The extent to which WM can extract parallelism depends on:
- What types of devices are used in your network
- How many parallel chains exist in your network. WM can work simultaneously on different devices that don’t depend on each others’ inputs, so a “fat, short” network is much faster than a “long, skinny” one.
- If you’re using tiled or normal builds. Tiled builds are inherently embarassingly parallel.
Hi Stephen,
I just looked at the Amdahl’s law mentioned above. The theory is sound, but seems like the problem is still the heterogeneous structure of the software core. Some devices are parallel, some are not. Some work with tiling, some do not. What’s the problem with making all devices, even filters, parallel? Even a millisecond saved would be worth it. I don’t know how complex this to code, but could it be done?
Off topic, I just used a renderer called Redshift. It uses all resources of the system like processors, gpus, gpu memory and system memory simultaneously on a single render. Could it be implemented for World machine devices?
I’m not Stephen, but I am a professional SW developer with more than two decades of multiprocessor/multicore experience. The short answer is “It can be impractically difficult for some devices.” Some things are trivially easy to parallelize. Some things have no known (useful) parallel algorithm, which means you start with a PhD-level research program in mathematics and spent a couple of years on that, before you ever get to coding. Lots of things are between those extremes, where there are serious practical limits on how much effective parallelism you can throw at the problem, and where you for damned sure can’t just wave a CUDA library at it and say “problem solved, let the HW do it.”
So, no, not really.
I know about the problems with parallel computing when there is no algorithm previously written for a particular problem. But terrain simulation has been around long enough, and some places have indeed ported it to the gpu. I just don’t know much about how stephen coded the wm devices. That’s why I was asking him if it could be done. So my question still stands stephen, could it be done?

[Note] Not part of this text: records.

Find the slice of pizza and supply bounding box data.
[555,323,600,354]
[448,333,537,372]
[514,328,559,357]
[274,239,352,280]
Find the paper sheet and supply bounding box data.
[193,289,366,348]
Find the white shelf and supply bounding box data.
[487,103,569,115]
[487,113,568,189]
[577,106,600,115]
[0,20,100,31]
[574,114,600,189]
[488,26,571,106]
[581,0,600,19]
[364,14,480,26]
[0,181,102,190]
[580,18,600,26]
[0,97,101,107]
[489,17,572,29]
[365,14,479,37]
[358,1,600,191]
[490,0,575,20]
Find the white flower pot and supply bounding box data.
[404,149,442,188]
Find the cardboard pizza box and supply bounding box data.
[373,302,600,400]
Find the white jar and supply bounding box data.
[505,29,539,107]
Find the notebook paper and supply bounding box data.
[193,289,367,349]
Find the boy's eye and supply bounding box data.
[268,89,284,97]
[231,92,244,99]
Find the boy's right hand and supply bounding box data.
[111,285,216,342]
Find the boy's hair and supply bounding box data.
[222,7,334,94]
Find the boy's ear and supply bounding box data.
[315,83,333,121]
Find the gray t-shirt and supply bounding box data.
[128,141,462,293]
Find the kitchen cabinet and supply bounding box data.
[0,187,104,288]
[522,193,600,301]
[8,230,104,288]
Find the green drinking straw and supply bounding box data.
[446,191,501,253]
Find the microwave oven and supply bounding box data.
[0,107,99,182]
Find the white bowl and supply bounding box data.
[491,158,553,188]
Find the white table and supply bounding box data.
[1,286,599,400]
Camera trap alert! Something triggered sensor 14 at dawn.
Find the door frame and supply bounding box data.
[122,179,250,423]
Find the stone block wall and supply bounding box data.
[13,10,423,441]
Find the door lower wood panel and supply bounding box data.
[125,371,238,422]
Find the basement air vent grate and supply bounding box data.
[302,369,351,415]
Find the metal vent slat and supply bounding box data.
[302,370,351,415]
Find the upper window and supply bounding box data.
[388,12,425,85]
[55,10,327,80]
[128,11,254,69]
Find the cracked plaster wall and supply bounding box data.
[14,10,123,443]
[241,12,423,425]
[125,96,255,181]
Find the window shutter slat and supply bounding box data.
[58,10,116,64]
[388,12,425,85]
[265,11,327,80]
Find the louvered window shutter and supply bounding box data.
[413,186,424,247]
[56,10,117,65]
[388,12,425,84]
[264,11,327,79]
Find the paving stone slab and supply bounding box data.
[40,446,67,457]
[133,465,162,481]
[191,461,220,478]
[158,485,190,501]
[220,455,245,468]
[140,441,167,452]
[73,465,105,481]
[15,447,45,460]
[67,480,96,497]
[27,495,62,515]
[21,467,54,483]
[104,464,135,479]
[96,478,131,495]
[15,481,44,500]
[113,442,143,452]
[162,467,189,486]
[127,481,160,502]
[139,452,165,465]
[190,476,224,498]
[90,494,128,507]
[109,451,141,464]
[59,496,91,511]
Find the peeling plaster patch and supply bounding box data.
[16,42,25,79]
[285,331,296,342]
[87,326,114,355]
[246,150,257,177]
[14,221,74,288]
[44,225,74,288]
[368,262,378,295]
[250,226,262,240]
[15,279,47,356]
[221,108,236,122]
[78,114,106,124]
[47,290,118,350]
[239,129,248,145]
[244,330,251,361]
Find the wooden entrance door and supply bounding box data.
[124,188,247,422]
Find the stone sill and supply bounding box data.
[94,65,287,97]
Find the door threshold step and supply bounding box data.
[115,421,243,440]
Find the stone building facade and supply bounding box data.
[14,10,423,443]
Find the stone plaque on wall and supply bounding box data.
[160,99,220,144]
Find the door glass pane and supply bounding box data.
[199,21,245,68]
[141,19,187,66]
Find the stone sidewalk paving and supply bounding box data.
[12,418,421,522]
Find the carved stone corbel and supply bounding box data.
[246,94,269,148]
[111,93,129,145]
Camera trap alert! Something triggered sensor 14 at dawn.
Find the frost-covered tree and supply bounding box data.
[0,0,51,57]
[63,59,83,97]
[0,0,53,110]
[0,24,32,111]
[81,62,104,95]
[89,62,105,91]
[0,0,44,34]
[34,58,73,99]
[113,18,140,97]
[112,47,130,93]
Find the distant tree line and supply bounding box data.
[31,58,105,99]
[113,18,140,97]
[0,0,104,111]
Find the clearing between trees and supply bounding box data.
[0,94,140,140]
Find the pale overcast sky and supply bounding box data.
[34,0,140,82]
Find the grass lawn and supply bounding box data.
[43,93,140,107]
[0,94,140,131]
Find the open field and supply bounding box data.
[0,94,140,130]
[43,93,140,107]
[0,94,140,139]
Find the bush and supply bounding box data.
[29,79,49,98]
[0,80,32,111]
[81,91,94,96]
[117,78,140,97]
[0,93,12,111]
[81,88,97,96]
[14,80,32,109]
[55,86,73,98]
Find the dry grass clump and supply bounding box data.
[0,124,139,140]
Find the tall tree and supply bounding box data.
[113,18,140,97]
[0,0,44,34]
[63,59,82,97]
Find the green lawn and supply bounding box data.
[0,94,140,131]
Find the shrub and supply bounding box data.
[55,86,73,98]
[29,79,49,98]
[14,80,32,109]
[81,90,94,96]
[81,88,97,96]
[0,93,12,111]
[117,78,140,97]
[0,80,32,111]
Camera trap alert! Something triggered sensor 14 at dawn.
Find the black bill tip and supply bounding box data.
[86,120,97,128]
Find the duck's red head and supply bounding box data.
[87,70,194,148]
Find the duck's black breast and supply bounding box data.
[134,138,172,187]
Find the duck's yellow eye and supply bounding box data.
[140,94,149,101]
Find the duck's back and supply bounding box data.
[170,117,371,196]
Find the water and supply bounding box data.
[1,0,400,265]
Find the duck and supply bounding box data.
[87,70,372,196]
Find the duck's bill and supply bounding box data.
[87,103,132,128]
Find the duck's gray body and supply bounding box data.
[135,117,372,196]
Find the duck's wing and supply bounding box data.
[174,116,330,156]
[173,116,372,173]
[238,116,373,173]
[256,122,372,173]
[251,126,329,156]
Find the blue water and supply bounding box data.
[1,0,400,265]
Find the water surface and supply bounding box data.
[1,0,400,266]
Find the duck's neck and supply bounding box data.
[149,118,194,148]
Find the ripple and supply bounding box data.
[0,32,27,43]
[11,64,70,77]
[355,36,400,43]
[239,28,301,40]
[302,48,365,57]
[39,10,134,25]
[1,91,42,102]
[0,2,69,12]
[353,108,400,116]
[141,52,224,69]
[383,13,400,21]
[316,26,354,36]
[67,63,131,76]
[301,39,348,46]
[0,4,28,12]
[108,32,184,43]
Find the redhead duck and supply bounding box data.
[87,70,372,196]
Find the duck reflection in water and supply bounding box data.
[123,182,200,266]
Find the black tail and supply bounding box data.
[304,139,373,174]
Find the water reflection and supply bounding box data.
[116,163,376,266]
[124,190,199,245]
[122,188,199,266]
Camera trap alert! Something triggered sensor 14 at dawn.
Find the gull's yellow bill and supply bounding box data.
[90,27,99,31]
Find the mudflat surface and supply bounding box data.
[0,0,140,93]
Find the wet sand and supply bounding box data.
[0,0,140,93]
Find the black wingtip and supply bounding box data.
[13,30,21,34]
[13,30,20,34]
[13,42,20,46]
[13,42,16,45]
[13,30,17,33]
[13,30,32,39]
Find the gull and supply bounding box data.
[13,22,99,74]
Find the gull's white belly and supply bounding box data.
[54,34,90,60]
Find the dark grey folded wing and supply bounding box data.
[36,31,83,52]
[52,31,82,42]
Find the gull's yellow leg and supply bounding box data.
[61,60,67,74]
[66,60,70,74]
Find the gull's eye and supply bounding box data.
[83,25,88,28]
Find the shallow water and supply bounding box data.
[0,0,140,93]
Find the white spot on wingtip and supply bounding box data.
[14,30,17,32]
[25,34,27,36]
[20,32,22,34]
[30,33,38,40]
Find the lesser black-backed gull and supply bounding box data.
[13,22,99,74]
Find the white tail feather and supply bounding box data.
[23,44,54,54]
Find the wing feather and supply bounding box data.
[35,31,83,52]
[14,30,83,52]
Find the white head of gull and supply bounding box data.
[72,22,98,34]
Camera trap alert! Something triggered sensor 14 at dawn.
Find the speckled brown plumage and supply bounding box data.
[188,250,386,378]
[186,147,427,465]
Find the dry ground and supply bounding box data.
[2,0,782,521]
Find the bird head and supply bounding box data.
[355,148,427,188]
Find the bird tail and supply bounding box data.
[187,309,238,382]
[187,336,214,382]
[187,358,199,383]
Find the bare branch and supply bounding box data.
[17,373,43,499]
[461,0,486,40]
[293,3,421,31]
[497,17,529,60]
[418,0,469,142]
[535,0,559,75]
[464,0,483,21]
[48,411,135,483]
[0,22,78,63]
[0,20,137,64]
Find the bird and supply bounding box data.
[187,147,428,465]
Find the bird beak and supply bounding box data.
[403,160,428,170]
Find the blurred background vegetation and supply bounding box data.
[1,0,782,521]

I guess my point was that “terrain simulation” is not a uniform topic, so there’s no sensible answer for all of “terrain simulation”, only sensible answers for specific devices (or related classes of device).
I’m currently working on a geological fault (crack) generator based on a grid, which superficially looks like something quite easy to parallelize. Unfortunately, 1) the effects of creating or extending a crack can propagate arbitrarily far, 2) the semi-random nature of the process means cracks starting at different seed points (by different threads) won’t agree when their render extents reach each other, and 3) simple blending across render extents/tiles produces grossly visible artifacts. Those factors are totally different from what you get with a Perlin noise generator or a blur filter. But it’s certainly included in “terrain simulation”.
I just tried dev 3 and things have improved substantially, there’s no longer a “hard cap” on threads but some devices seem to have an internal cap (for example if i take the default world and use 128 threads, Advanced perlin will only use 48 but terrace will use all 128). Any luck this can get looked at / be another hard limit coded into the device?